Most distros hide their layout behind a package manager. 'MiOS' doesn't -- the repo root is the deployed system root. Browse usr/, etc/, srv/, var/ here in GitHub and you're looking at exactly where those files land on a booted system. There's no system_files/ indirection, no Ansible playbook materializing things into place. What you see is what gets baked.

The build pipeline is just a Containerfile that runs every script in automation/[NN]-*.sh in numeric order. Each script does one thing (install packages, configure SELinux, render the UKI, generate CDI specs, etc.) and the numeric prefix encodes execution order. Add a new step? Drop a new 45-myfeature.sh next to its peers.

That pipeline is the first half of the system's lifecycle: build pipeline → OCI image → bootc lifecycle on the host. The scripts that wire up the AI plane (the inference lanes, the agent units, the pgvector schema) are just more numbered steps -- the same mechanism that installs packages also stands up the brain.

If you want to know what makes a package show up in the image, check usr/share/mios/mios.toml under [packages.<section>].pkgs -- that's the runtime source of truth, parsed by automation/lib/packages.sh and edited via the configurator HTML at /usr/share/mios/configurator/. Human-readable companion documentation lives at usr/share/doc/mios/reference/PACKAGES.md. Want to know what kernel arguments ship? They're in usr/lib/bootc/kargs.d/.


The local AI stack (the "self-hosted agent OS" half)

The AI surface is one of the things 'MiOS' is for, so here's the end-to-end shape. Everything below ships in the image, runs on your hardware, and is reachable through the single OpenAI-compatible endpoint named by MIOS_AI_ENDPOINT (default http://localhost:8080/v1).
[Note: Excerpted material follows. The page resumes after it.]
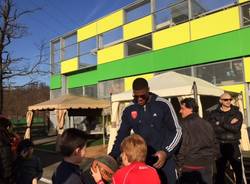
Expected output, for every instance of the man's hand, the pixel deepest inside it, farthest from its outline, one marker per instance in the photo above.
(162, 156)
  • Inference lanes -- named by function, not by upstream tool:
    • mios-llm-light (:11450) is the primary lane: a llama.cpp multi-model server fronted by the upstream mios-llm-light proxy image (ghcr.io/mostlygeek/llama-swap:cuda). It auto-swaps the everyday chat / reasoning models behind one endpoint, KV-pages each conversation to disk, and serves embeddings (nomic-embed-text, OpenAI-compatible /v1/embeddings) plus the mios-opencode coder model. Its model map is usr/share/mios/llamacpp/mios-llm-light.yaml.
    • mios-llm-heavy (:11441, served-name mios-heavy) is the heavy GPU lane (SGLang), gated off by default on VRAM grounds.
    • mios-llm-heavy-alt is the alternate heavy lane (vLLM), likewise gated.
    • mios-llm-worker@ are single-model swarm workers for fan-out. These speak the OpenAI/Ollama-compatible API, so any OpenAI-API client talks to them unchanged -- but the inference engine is llama.cpp/SGLang/vLLM, not a hosted service.
  • Orchestration -- the agent-pipe (:8640) is the router/dispatch gateway every front-end (Open WebUI, the Discord/chat gateways) talks to; it decomposes requests, fans out to agents, and calls tools. Behind it, MiOS-Hermes (:8642) is the OpenAI-compatible agent gateway that owns sessions, the tool-loop, skills, and browser control; a prefilter (:8641) injects fan-out hints on decomposable prompts.
  • Memory -- the unified agent datastore is PostgreSQL + pgvector (the mios-pgvector container on :5432), holding agent memory, events, tool calls, sessions, skills, scratch, and a knowledge table of finished Q+A with vector recall. nomic-embed-text (served by mios-llm-light) provides the embeddings for that recall.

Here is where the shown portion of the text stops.